The most conspicuous of these expansions is the way that Dacre fills
in the myth, which in the 1577 version is only “Thys Intret is called
Flos vnguentorum for that it is supposed for hys vertues to haue come to
knowledge by revelation.” In Natura Exenterata, the context of the revelation is given details in “this intreat is called flos unguentorum, for it cometh of Jesu Christi by an Angell to a house of Religion at the red hill in Almayn, which
wrought there many marvails, and never had other medicine but this.”
Also, a phrase from the 1577 “it healeth faster than any other” becomes
in Natura “it healeth more in a sevenight then any other in a
Month.” The Downing version includes neither of these, either in their
short or long version, which as it would give the Dacre nothing from
which to expand, indicates that the Downing is derived from the Dacre.
Other changes made in Natura from the earlier print text that
appear in Downing imply at least a close relation between the 1640
manuscript version and the manuscript source of the Natura. In the 1577 version, the ingredient is “Harts talow,” but in Natura
it is “Harts suet,” which becomes “Deares suett” in the Downing
version. The 1577 “searce it and boyle them all together” becomes in Natura
“finely searsed, and boyle them over the fire,” which is then clarified
in Downing’s “and being finely searsed, boyle them ouer the fire.” A
direction in the anonymous text about making sure that the Camphire and
Turpentine be added only when the rest is “cold as blood” or else “all
is lost” is found in the list of virtues, which Dacre moves to its
rightful place in the recipe, transformed to “no hotter than blood” or
else “it marreth all your stuffe,” a move replicated in the Downing,
becoming “but blood warme” and “it marres all.” The anonymous text calls
the “Flower of Ointments” “one of the purest salues that can be made,”
and the Dacre text changes to the “best and most precious salve that can
be made,” which Downing shortens to “a most pretious salue.” The
combination of the expansions in the Natura and the terse
language in the Downing thus suggests that the Dacre has a closer
proximity to the 1577 text, and that the Downing recipe is derived from
the Dacre.
Of course, as is getting to be the case in this series, there is a
third possibility in that alongside the print texts from 1577 and 1655,
and the 1640 manuscript and the implied Dacre manuscript source for Natura,
we should consider the other implied manuscript, the one from which
Calybute Downing copied his mother’s recipes.
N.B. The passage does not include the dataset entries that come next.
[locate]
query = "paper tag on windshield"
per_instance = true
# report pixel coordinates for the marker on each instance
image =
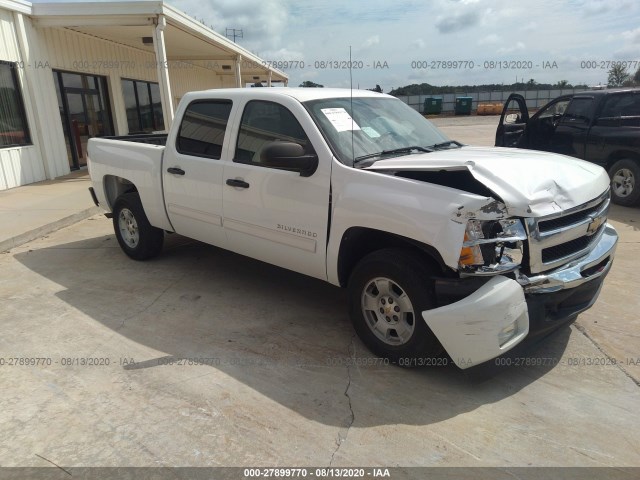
(340, 119)
(371, 132)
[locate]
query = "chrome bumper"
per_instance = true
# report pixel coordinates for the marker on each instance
(593, 265)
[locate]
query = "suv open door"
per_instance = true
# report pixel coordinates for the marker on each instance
(513, 122)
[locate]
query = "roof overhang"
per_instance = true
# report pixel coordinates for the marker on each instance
(19, 6)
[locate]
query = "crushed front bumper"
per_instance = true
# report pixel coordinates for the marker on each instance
(501, 312)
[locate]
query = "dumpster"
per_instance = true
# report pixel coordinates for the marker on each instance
(433, 105)
(463, 105)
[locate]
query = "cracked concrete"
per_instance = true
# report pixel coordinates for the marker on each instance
(351, 361)
(238, 363)
(230, 362)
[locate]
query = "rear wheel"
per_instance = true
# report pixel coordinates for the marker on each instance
(625, 182)
(137, 238)
(388, 291)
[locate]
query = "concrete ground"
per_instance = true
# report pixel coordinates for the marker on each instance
(37, 209)
(205, 358)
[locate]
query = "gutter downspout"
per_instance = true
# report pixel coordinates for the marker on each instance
(163, 72)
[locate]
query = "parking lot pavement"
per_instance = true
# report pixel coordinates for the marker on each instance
(469, 129)
(205, 358)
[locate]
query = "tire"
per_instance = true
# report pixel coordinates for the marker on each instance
(388, 290)
(137, 238)
(625, 182)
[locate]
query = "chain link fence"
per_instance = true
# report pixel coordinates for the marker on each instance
(535, 98)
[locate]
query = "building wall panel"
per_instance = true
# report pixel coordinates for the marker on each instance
(19, 165)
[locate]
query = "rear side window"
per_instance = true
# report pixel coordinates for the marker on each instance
(265, 122)
(202, 129)
(578, 111)
(621, 110)
(621, 106)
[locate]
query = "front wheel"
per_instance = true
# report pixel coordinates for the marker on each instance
(388, 291)
(136, 236)
(625, 182)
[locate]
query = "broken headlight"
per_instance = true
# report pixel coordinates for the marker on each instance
(492, 246)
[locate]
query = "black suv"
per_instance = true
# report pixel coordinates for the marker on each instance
(601, 126)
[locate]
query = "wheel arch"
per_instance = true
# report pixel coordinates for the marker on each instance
(115, 186)
(622, 155)
(358, 242)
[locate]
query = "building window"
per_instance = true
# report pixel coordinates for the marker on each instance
(144, 109)
(203, 127)
(13, 121)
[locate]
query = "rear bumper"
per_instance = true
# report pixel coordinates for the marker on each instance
(502, 312)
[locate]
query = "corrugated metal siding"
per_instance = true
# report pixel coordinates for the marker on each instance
(18, 165)
(79, 52)
(65, 49)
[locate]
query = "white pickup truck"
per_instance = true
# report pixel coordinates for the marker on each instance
(440, 245)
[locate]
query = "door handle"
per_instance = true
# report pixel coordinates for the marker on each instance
(236, 182)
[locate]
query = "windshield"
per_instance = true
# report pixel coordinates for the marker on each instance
(379, 126)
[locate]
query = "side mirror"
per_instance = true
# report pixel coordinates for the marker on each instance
(512, 118)
(289, 156)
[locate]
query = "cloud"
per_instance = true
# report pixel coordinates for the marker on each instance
(261, 21)
(519, 46)
(489, 39)
(632, 36)
(455, 23)
(370, 42)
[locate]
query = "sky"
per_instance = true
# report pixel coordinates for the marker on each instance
(441, 42)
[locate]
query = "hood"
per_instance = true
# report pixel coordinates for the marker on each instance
(530, 183)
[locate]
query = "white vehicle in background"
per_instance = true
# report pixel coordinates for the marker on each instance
(440, 245)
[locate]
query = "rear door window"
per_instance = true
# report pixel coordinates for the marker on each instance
(578, 112)
(203, 127)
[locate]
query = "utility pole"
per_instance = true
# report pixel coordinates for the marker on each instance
(233, 32)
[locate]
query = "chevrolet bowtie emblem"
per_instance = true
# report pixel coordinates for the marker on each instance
(594, 225)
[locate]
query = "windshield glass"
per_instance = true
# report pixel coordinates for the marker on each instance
(376, 127)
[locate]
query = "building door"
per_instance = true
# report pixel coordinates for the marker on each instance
(84, 111)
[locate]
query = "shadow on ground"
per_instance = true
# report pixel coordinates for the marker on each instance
(627, 215)
(282, 334)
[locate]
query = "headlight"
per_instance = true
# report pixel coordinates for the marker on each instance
(492, 246)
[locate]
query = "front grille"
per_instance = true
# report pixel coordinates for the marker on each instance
(566, 249)
(556, 240)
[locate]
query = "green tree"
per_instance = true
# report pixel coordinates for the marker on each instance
(310, 84)
(617, 75)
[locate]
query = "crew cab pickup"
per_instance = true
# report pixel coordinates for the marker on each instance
(440, 245)
(601, 126)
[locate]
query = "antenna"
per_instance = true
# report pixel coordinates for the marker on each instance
(353, 150)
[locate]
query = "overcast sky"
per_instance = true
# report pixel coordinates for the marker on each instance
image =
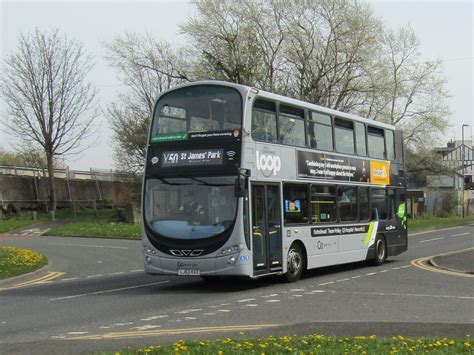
(444, 28)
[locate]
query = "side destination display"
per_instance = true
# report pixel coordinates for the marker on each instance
(333, 167)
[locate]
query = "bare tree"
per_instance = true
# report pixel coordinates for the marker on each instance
(51, 106)
(147, 67)
(414, 90)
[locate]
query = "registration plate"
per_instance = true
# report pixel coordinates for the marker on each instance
(188, 272)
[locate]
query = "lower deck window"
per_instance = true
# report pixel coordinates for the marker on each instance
(323, 203)
(347, 196)
(295, 203)
(378, 204)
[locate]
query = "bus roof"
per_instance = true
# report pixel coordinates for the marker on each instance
(287, 100)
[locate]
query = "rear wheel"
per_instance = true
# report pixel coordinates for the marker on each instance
(295, 264)
(380, 251)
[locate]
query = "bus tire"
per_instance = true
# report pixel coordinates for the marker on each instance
(295, 263)
(380, 250)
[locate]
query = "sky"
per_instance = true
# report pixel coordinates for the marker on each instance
(444, 28)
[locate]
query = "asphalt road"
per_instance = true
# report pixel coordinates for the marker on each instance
(98, 298)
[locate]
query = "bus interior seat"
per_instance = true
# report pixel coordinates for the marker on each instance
(374, 214)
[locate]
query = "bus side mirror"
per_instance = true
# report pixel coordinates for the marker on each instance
(240, 181)
(239, 187)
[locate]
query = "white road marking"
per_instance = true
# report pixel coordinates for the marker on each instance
(431, 240)
(246, 300)
(458, 235)
(147, 326)
(77, 333)
(109, 291)
(154, 318)
(327, 283)
(408, 295)
(186, 311)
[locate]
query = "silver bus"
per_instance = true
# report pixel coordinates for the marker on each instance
(243, 182)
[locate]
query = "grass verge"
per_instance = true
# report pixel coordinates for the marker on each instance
(427, 223)
(311, 344)
(20, 221)
(97, 228)
(14, 261)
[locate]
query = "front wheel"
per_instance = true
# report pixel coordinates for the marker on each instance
(295, 264)
(380, 251)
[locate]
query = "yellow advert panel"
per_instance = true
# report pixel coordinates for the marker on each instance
(380, 172)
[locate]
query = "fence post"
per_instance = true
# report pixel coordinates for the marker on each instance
(94, 207)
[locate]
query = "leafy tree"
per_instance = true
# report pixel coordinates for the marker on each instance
(50, 103)
(337, 54)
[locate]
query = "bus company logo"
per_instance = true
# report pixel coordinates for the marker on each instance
(268, 163)
(380, 173)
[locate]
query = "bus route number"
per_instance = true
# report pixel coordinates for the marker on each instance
(171, 158)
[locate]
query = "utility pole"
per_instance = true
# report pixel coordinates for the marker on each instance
(462, 169)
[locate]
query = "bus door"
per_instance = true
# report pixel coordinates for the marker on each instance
(266, 228)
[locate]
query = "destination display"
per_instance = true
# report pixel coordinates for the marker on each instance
(332, 167)
(196, 136)
(340, 230)
(201, 157)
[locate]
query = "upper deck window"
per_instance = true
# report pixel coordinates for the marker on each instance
(291, 125)
(202, 108)
(389, 142)
(264, 121)
(344, 136)
(360, 138)
(375, 139)
(320, 131)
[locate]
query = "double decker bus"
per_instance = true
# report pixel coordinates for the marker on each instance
(243, 182)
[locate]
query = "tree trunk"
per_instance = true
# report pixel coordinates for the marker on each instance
(51, 184)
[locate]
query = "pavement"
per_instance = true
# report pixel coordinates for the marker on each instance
(462, 261)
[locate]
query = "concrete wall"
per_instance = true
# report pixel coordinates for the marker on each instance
(26, 191)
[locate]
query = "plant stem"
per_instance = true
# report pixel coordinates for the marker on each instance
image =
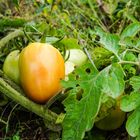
(10, 36)
(40, 110)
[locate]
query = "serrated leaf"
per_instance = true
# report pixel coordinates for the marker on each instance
(109, 41)
(112, 81)
(133, 123)
(135, 82)
(81, 114)
(130, 102)
(131, 30)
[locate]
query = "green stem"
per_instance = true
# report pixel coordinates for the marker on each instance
(40, 110)
(2, 121)
(10, 36)
(129, 62)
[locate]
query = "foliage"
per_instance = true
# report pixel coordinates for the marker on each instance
(112, 46)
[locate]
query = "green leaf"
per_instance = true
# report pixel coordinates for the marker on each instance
(135, 82)
(112, 81)
(109, 41)
(81, 113)
(133, 123)
(130, 102)
(131, 30)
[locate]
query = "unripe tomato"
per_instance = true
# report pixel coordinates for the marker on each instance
(10, 66)
(41, 70)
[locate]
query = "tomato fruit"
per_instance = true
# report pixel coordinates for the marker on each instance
(69, 67)
(112, 121)
(76, 56)
(41, 70)
(10, 66)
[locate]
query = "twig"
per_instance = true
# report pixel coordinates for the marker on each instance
(40, 110)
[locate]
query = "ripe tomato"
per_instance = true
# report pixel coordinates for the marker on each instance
(10, 66)
(112, 121)
(41, 70)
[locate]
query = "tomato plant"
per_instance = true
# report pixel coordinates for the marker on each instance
(10, 66)
(41, 70)
(76, 56)
(114, 118)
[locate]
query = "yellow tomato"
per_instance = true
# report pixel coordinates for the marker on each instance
(41, 70)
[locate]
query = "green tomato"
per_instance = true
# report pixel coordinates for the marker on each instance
(10, 66)
(76, 56)
(69, 67)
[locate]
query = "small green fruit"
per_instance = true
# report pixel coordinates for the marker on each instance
(10, 66)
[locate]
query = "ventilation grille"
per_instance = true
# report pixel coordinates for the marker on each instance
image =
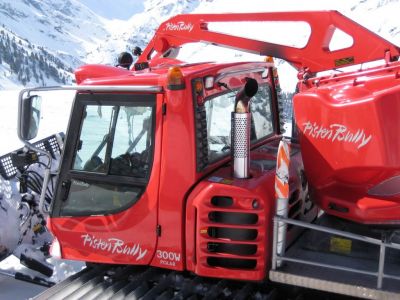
(233, 235)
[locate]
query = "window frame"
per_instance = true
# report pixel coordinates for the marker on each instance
(72, 143)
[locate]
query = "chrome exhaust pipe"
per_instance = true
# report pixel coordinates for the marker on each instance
(241, 125)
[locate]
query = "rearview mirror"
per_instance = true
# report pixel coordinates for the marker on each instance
(29, 117)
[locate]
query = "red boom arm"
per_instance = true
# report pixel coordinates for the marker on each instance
(315, 55)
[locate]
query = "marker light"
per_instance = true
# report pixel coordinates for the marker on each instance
(198, 87)
(209, 82)
(55, 248)
(175, 80)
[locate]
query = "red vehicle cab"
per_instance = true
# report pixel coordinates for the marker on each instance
(141, 181)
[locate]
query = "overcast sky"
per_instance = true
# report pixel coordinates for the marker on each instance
(115, 9)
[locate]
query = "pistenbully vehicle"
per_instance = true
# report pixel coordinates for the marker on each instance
(153, 175)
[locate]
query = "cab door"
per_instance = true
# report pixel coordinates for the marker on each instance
(105, 208)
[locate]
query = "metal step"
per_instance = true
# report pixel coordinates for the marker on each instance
(357, 260)
(127, 282)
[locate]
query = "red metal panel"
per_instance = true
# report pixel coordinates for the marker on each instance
(367, 46)
(349, 128)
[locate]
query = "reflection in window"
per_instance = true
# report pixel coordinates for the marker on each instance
(132, 142)
(115, 140)
(218, 116)
(98, 198)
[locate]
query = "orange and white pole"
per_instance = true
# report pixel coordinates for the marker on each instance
(282, 193)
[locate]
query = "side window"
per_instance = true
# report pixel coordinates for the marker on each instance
(132, 142)
(261, 113)
(115, 140)
(218, 118)
(94, 135)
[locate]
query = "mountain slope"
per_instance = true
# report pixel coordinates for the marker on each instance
(47, 34)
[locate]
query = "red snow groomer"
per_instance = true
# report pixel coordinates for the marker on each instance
(173, 164)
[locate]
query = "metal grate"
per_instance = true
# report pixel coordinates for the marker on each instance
(7, 168)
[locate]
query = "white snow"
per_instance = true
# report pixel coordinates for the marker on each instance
(83, 36)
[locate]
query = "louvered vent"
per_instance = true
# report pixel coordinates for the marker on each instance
(232, 236)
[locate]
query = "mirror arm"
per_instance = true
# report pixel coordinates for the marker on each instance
(40, 151)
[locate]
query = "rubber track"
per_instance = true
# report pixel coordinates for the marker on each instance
(116, 282)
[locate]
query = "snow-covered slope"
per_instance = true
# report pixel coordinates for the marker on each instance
(67, 33)
(47, 38)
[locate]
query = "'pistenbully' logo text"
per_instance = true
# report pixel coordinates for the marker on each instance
(337, 133)
(113, 246)
(179, 26)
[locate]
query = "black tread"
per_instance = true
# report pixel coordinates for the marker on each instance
(117, 283)
(127, 282)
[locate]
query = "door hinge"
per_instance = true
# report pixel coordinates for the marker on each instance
(66, 185)
(158, 230)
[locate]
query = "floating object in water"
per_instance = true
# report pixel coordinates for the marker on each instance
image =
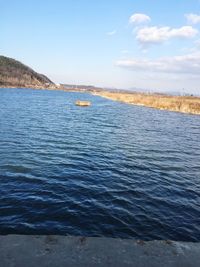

After all, it may be from
Elizabeth Downing’s own receipt that words were mistranscribed,
expansions were left out by some and copied faithfully by others, orders
were changed, and phrases were clarified and confounded. We can
determine, however, that the Downing and the Dacre recipes have an
affinity, one that complicates and nuances the networks in front of us.
[1] The Historical Library of The College of Physicians of Philadelphia, Manuscript 10a214, pp. 1–2.
[2] Philatros, Natura Exenterata, London 1655, p. 332.
[3] Anonymous, A booke of soueraigne approued medicines and remedies, fol. A2r–A2v.